If the unlicensed breeding of exotic house-destroying animals wasn’t enough, it looks like a candied insect operation had claimed the kitchen and deck — and Star was definitely involved.

An animal control van pulled up, just as Star’s tarot-reader carriage wobbled around the cul-de-sac’s curb, followed by the last person I expected to see: My husband. Given their simultaneous appearance, I have an idea of whose side he’ll take…

We can’t all be the cat’s meow

“No — I’m in bed. No one’s here…”

Craig whispered through the speaker, a tremor of concern slicing through his increasingly alert voice.

I watched the Ring video again: The shadowy figure entered the duplex once — alone — and my dad trailed in with suitcases a couple minutes later.

There was definitely another man who’d entered my mom’s duplex that night — and he hadn’t left.

I heard Craig slink down the steps, his bated breath anticipating a bat-wielding intruder to pop out from any corner. A muffled scratching noise wrestled through the speaker, followed by a metallic “click”, and the slight creaking of a slow-moving door.

Craig gasped. A man’s stifled scream trailed all the way from Corona del Mar to the Coachella Valley. An angry purr, and a shrill yawn — that didn’t sound human — echoed into the phone.

“I’ll call you back.”

Craig abruptly hung up, as my wasted husband stumbled towards me, just in time for our car ride back to the Palm Springs estate.

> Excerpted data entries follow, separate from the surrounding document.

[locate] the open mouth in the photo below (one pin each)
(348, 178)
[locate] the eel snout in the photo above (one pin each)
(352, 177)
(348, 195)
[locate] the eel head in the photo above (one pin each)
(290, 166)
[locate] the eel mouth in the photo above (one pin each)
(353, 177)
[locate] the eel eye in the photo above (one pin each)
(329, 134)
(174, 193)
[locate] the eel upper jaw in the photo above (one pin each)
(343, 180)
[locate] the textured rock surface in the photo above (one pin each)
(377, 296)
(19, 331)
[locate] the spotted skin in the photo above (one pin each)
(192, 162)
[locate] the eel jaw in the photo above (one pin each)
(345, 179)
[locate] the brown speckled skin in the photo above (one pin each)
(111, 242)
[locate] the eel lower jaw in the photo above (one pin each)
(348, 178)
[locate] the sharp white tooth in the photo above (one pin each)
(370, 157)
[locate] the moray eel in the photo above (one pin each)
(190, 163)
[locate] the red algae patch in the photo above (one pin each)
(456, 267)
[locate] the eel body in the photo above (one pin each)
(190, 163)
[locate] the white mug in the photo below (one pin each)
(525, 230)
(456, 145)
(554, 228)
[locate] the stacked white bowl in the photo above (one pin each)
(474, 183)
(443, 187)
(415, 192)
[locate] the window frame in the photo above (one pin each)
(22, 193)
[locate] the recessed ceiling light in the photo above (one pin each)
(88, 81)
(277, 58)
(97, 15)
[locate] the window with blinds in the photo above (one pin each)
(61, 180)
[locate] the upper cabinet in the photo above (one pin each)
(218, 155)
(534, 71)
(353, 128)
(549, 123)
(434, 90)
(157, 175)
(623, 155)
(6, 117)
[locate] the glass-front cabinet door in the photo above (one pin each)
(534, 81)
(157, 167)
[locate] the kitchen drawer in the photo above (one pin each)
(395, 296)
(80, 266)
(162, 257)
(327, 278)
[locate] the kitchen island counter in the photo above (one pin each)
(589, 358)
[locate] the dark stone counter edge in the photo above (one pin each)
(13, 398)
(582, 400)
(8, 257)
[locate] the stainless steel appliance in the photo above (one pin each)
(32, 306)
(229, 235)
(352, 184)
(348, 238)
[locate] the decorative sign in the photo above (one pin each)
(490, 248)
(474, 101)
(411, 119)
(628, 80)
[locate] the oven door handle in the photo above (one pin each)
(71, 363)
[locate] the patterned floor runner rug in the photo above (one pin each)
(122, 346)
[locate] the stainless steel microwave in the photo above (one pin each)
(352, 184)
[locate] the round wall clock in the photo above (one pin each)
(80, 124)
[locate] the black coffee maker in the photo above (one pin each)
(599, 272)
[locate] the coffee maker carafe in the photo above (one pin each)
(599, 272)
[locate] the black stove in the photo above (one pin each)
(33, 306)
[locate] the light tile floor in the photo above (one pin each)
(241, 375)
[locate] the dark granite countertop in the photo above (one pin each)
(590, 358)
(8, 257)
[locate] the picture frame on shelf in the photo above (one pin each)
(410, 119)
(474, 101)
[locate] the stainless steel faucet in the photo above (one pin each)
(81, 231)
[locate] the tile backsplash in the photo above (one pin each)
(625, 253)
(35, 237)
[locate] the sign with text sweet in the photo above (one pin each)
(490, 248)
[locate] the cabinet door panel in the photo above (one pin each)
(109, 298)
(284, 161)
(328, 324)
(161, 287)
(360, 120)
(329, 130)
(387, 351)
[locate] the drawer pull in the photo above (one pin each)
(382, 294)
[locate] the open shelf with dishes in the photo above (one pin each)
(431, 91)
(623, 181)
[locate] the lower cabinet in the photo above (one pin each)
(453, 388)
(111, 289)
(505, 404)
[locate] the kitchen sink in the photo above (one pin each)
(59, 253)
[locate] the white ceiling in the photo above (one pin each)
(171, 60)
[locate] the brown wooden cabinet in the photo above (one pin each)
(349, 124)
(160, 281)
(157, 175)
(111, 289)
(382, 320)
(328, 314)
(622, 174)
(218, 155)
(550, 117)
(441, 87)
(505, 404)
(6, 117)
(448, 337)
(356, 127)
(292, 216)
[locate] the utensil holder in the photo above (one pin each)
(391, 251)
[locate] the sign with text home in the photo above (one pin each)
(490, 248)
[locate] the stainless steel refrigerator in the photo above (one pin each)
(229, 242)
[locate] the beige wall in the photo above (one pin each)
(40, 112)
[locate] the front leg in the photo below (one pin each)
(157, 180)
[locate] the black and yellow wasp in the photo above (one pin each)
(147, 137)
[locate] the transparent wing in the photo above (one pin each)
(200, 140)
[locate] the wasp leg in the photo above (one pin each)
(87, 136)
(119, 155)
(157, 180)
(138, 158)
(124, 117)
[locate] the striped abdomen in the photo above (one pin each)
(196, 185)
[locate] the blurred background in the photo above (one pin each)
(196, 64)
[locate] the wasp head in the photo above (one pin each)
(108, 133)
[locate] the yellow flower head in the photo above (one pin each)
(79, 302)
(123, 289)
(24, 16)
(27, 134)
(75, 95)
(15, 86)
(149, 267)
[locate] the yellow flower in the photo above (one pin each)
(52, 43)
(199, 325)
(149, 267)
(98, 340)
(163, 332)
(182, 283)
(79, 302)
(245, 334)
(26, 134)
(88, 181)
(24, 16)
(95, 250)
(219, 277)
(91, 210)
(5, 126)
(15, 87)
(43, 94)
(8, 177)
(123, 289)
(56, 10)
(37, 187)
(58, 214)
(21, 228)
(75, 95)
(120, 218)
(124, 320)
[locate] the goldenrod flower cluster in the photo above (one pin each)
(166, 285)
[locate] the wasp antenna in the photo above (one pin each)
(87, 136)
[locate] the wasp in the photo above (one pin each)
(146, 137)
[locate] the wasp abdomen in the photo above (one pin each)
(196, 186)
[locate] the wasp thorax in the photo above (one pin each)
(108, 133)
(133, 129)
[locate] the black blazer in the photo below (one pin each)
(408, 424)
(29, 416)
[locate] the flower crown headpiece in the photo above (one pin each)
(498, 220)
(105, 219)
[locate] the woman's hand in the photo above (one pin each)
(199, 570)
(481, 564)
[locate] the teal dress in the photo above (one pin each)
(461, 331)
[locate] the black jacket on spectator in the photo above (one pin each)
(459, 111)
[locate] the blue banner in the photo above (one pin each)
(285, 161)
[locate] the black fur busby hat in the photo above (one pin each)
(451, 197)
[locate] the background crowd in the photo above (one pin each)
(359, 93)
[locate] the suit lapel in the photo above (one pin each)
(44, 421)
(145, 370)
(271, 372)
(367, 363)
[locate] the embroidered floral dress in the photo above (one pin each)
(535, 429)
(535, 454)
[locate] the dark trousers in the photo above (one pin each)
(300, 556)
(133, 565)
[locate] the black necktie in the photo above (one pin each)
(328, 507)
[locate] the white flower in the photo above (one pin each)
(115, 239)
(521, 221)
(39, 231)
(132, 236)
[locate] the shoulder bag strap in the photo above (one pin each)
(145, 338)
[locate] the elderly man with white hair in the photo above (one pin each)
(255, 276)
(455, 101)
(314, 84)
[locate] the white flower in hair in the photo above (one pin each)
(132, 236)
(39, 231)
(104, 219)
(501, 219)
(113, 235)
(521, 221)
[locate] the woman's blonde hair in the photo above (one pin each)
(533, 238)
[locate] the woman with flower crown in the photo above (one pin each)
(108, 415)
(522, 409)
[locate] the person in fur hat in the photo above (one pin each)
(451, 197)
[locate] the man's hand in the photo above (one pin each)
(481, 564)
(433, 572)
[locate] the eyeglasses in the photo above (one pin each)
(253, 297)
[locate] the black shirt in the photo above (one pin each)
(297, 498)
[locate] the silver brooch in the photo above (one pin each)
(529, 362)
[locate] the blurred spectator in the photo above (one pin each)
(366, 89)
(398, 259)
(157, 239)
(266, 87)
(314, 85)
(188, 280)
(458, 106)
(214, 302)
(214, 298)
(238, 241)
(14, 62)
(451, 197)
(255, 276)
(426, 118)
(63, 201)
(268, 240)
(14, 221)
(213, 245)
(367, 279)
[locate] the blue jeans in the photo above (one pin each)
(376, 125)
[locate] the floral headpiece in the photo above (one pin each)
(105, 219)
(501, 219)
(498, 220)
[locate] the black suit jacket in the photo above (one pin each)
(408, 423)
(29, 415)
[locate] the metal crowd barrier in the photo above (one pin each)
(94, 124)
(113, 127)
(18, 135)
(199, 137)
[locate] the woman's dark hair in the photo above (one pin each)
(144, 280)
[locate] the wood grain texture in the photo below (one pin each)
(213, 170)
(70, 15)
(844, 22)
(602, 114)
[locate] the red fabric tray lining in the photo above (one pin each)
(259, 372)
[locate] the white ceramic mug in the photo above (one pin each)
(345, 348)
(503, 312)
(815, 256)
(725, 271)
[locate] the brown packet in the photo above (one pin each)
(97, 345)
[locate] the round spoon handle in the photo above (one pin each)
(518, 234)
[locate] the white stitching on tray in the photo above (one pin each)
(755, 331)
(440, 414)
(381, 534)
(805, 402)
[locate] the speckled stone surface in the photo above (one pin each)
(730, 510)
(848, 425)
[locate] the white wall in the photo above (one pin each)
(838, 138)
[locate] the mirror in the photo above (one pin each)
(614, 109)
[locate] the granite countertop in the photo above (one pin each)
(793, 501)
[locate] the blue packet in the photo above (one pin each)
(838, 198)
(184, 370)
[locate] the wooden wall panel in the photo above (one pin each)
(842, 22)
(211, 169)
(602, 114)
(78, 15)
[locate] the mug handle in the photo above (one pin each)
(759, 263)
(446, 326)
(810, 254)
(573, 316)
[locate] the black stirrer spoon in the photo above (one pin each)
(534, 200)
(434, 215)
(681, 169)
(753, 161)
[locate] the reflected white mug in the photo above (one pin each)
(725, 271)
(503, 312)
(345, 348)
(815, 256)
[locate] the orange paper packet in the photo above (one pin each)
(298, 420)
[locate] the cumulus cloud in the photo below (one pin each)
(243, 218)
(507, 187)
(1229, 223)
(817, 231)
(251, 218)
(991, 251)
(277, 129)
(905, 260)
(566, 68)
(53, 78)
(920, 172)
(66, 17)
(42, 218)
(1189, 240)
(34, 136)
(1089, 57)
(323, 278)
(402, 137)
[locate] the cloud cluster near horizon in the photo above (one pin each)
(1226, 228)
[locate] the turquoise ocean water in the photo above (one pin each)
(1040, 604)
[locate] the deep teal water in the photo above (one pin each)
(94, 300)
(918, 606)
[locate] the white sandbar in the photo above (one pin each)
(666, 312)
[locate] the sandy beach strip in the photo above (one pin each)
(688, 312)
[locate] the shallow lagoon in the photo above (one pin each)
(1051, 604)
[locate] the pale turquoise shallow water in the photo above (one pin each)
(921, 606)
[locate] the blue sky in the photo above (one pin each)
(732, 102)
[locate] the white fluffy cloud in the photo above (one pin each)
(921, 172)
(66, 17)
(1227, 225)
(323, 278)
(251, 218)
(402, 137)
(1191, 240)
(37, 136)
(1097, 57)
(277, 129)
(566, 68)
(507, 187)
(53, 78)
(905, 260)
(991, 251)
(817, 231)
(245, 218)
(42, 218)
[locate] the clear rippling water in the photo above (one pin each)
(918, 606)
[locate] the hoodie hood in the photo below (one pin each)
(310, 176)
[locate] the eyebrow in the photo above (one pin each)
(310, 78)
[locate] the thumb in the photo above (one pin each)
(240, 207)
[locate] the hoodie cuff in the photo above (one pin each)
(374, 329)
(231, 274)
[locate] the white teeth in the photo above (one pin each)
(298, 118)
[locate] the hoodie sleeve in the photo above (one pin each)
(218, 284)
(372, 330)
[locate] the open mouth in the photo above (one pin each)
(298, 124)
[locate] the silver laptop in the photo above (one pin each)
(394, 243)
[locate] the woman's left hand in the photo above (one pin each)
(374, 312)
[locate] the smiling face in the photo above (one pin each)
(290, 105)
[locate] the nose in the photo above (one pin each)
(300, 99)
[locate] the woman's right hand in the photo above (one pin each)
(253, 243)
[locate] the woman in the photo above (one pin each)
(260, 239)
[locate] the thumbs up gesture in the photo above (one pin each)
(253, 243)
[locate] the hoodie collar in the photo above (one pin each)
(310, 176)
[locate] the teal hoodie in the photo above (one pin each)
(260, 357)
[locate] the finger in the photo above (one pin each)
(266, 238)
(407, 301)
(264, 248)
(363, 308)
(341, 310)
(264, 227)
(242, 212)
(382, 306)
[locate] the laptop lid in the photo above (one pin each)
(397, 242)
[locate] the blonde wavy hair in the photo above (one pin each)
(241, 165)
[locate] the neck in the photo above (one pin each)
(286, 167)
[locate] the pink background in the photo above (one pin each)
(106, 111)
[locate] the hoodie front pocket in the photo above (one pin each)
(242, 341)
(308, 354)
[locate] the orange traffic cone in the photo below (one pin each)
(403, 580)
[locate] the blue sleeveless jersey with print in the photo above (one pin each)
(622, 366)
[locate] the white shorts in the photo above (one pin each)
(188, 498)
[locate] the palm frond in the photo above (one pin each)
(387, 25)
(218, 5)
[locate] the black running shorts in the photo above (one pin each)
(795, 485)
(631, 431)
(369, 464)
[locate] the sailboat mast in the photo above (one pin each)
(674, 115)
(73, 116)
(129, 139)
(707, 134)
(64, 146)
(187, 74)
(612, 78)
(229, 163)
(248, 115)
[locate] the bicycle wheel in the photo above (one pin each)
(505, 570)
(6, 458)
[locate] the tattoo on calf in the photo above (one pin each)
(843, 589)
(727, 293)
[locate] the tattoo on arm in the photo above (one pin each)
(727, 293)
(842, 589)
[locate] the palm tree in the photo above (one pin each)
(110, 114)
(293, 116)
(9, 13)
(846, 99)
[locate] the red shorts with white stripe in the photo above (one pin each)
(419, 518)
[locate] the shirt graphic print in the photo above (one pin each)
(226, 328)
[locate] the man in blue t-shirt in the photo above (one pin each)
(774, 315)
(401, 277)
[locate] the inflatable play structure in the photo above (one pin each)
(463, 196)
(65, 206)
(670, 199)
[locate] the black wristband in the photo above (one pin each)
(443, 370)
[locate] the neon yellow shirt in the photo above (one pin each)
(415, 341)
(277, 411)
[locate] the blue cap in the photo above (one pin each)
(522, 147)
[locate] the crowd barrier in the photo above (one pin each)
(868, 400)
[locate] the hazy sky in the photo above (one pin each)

Any other wife would have regurgitated the news of the third male intruder and Craig’s brief encounter with whoever (or whatever) resides on the other side of that door to the garage to her husband. He’d care. He’d defend and protect and take care of it. Likewise, a rational wife would instruct her husband to hunt down, scold, and ground their lying, runaway daughter. But out here, 130 miles inland, there’s no one to tell and no one to care.

Even though I’ve attended Coachella as my husband’s plus-one, hosted by our supposed “friends” and their Instamodel groupies, I’m utterly isolated. Numbers, followers, titles, and checkmarks might camouflage loneliness for a while, but that’s all they do: Camouflage.